Once you have all above information, you can construct volume-snap-xxx.img.meta file as below, compact it and save it.

{
  "Name": "volume-snap-uipath-s-239a4ab1-7d53-4427-9ce9-fc0185fbfa77.img",
  "Parent": "volume-snap-uipath-s-903643d4-f8e0-4f24-8e33-86c7c1680c3d.img",
  "Removed": false,
  "UserCreated": true,
  "Created": "2023-07-10T14:10:04Z",
  "Labels": {
    "RecurringJob": "uipath-snapshot"
  }
}

Above output is pretty-json formatted. You can convert it to compact format using jq -c . command. You can write a temporary file in pretty-json format and run cat <TEMP_VOLUME_META> | jq -c . > volume-snap-xxx.img.meta to convert it to compact format.

1.3 Mismatch in PVC size

If longhorn volume remains in attaching-detaching state, there might be an issue with PVC size. To confirm, if volume is not able to attach because of PVC size mismatch, run below command:

 kubectl  logs -n longhorn-system -l longhorn.io/instance-manager-type=engine --prefix=true  --tail=-1 |grep "BUG: Backend sizes do not match" |grep <PV_NAME>

Sample output of above command will be as below:

[root@server0 ~]# kubectl  logs -n longhorn-system -l longhorn.io/instance-manager-type=engine --prefix=true  --tail=-1 |grep "BUG: Backend sizes do not match" |grep pvc-f322bf2f-7448-490c-9032-3d337cc5c858
[pod/instance-manager-e-18648e5c/engine-manager] [pvc-f322bf2f-7448-490c-9032-3d337cc5c858-e-9fa69db1] 2023/07/11 07:21:15 BUG: Backend sizes do not match 2147483648 != 524288000 in the engine initiation phase

In above example, pvc-f322bf2f-7448-490c-9032-3d337cc5c858 size is incorrect.

To fix this issue,

Scale down workload pods
Edit volumes.longhorn.io object for relevant PV using command kubectl edit volumes.longhorn.io -n longhorn-system <PV_NAME> and make spec.nodeID field empty("").
Resize PVC object to correct size. To resize, run kubectl edit pvc -n <NS> <PVC_NAME> and update spec.resources.requests.storage to correct value.
Check volume.meta file’s content of relevant replica directory. If size is not correct, update the size in volume.meta file. Please refer 1.1.1 to fetch replica directory.
Scale up workload pods.

1.4 All replicas are faulted

If longhorn replicas are in faulted state and requires manual salvage then volume may not be able to attach and remain in detach state.

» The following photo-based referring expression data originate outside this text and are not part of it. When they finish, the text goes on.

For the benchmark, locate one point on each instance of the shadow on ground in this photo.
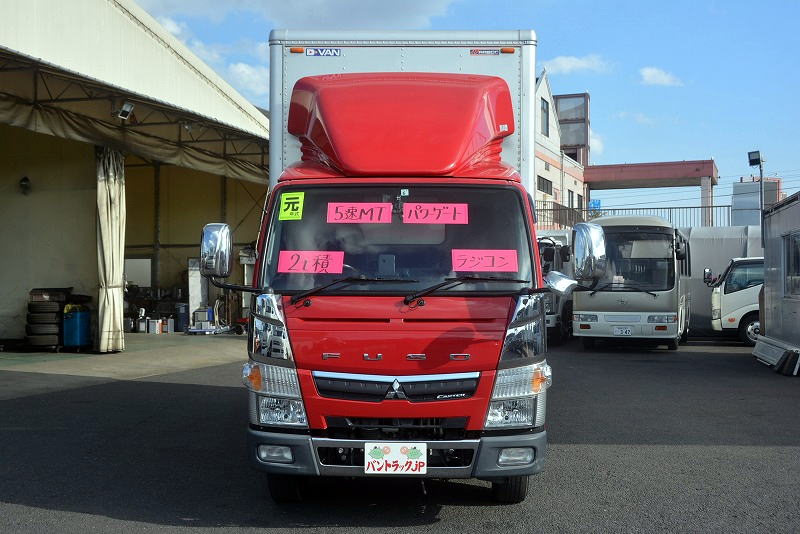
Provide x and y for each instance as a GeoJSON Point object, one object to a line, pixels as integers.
{"type": "Point", "coordinates": [173, 452]}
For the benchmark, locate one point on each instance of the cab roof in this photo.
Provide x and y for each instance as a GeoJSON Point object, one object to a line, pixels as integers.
{"type": "Point", "coordinates": [401, 124]}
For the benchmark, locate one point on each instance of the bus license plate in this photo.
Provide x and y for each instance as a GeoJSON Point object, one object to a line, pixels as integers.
{"type": "Point", "coordinates": [392, 458]}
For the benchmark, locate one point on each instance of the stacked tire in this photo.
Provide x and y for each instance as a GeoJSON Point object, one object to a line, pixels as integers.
{"type": "Point", "coordinates": [44, 324]}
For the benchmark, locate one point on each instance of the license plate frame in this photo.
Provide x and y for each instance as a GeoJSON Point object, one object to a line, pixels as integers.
{"type": "Point", "coordinates": [623, 331]}
{"type": "Point", "coordinates": [395, 458]}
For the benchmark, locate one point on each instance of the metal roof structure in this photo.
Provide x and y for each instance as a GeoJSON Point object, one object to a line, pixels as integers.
{"type": "Point", "coordinates": [68, 68]}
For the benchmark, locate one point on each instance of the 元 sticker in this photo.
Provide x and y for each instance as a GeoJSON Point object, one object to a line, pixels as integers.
{"type": "Point", "coordinates": [291, 208]}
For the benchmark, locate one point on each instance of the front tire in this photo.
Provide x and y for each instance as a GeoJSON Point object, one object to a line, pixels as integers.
{"type": "Point", "coordinates": [749, 329]}
{"type": "Point", "coordinates": [512, 490]}
{"type": "Point", "coordinates": [285, 489]}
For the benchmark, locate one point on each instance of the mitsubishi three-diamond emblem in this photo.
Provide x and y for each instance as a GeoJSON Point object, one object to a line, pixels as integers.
{"type": "Point", "coordinates": [396, 392]}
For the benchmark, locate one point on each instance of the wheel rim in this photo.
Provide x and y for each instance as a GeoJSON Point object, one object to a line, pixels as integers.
{"type": "Point", "coordinates": [753, 330]}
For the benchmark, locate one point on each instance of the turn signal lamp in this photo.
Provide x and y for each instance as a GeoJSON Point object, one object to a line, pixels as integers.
{"type": "Point", "coordinates": [252, 378]}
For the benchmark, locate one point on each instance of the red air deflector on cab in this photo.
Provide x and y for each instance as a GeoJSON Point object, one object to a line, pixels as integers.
{"type": "Point", "coordinates": [403, 124]}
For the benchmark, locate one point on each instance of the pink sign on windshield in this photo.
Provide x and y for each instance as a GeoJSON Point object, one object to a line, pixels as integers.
{"type": "Point", "coordinates": [485, 260]}
{"type": "Point", "coordinates": [359, 212]}
{"type": "Point", "coordinates": [434, 213]}
{"type": "Point", "coordinates": [311, 261]}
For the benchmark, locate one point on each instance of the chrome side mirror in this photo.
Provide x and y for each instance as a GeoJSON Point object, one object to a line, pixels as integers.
{"type": "Point", "coordinates": [589, 251]}
{"type": "Point", "coordinates": [559, 282]}
{"type": "Point", "coordinates": [215, 251]}
{"type": "Point", "coordinates": [680, 251]}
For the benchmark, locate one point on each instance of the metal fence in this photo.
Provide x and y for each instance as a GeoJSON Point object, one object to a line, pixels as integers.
{"type": "Point", "coordinates": [555, 216]}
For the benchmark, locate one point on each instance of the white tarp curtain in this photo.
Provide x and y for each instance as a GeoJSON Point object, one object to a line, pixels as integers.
{"type": "Point", "coordinates": [110, 247]}
{"type": "Point", "coordinates": [62, 123]}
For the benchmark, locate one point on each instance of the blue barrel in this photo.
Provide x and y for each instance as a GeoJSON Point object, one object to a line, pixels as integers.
{"type": "Point", "coordinates": [76, 329]}
{"type": "Point", "coordinates": [181, 317]}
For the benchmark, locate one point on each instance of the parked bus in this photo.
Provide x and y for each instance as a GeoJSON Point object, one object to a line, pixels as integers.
{"type": "Point", "coordinates": [644, 293]}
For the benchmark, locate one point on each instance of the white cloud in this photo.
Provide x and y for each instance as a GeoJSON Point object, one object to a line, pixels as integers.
{"type": "Point", "coordinates": [329, 14]}
{"type": "Point", "coordinates": [595, 142]}
{"type": "Point", "coordinates": [244, 63]}
{"type": "Point", "coordinates": [570, 64]}
{"type": "Point", "coordinates": [637, 117]}
{"type": "Point", "coordinates": [656, 76]}
{"type": "Point", "coordinates": [252, 80]}
{"type": "Point", "coordinates": [172, 26]}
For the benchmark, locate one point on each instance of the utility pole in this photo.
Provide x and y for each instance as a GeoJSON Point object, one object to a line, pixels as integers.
{"type": "Point", "coordinates": [754, 158]}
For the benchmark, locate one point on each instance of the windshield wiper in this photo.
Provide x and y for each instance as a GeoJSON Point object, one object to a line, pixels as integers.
{"type": "Point", "coordinates": [622, 288]}
{"type": "Point", "coordinates": [458, 280]}
{"type": "Point", "coordinates": [323, 287]}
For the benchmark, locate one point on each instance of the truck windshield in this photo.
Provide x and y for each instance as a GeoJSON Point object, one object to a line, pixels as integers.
{"type": "Point", "coordinates": [418, 233]}
{"type": "Point", "coordinates": [638, 260]}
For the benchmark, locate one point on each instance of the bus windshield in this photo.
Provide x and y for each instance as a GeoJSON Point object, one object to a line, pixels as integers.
{"type": "Point", "coordinates": [638, 260]}
{"type": "Point", "coordinates": [417, 235]}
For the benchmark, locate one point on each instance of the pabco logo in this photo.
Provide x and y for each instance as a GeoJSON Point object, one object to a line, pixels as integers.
{"type": "Point", "coordinates": [484, 52]}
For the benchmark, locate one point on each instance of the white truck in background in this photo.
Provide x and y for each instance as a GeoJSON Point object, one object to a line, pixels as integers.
{"type": "Point", "coordinates": [734, 298]}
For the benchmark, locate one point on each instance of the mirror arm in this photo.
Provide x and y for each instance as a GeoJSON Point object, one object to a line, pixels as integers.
{"type": "Point", "coordinates": [535, 290]}
{"type": "Point", "coordinates": [235, 287]}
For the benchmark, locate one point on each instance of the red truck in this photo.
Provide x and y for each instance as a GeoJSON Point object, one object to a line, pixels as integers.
{"type": "Point", "coordinates": [397, 326]}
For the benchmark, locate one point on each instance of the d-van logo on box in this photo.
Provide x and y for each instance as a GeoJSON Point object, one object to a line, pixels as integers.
{"type": "Point", "coordinates": [324, 52]}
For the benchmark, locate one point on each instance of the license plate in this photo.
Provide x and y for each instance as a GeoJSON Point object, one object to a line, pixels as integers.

To identify if volume requires manual salvage, Run below commands:

kubectl  logs -l app=longhorn-manager  -n longhorn-system  -c longhorn-manager --prefix=true  --tail=-1  |grep "set engine salvageRequested to true" | grep <PV NAME>

Sample output of above command will be as below:

2023-11-20T18:22:16.667609096+11:00 time="2023-11-20T07:22:16Z" level=info msg="All replicas are failed, set engine salvageRequested to true" accessMode=rwo controller=longhorn-volume frontend=blockdev migratable=false node=rpa-suite-dev-01.it.csiro.au owner=rpa-suite-dev-01.it.csiro.au state=detaching volume=pvc-031fd6bc-9cfe-420a-9213-da38509d733a

To fix this issue,

Scale down workload pods
Find replicas of relevant volume using command kubectl get replicas.longhorn.io -n longhorn-system |grep <PV_NAME>
Edit replicas.longhorn.io object for relevant PV using command kubectl edit replicas.longhorn.io -n longhorn-system <REPLICA_NAME> and set spec.failedat field empty("").
Scale up workload pods.

1.5 Engine image is missing

Longhorn uses engine image to deploy the volume. This engine image is tightly coupled with installed longhorn version, longhorn version 1.3.3 requires engine image 1.3.3 only.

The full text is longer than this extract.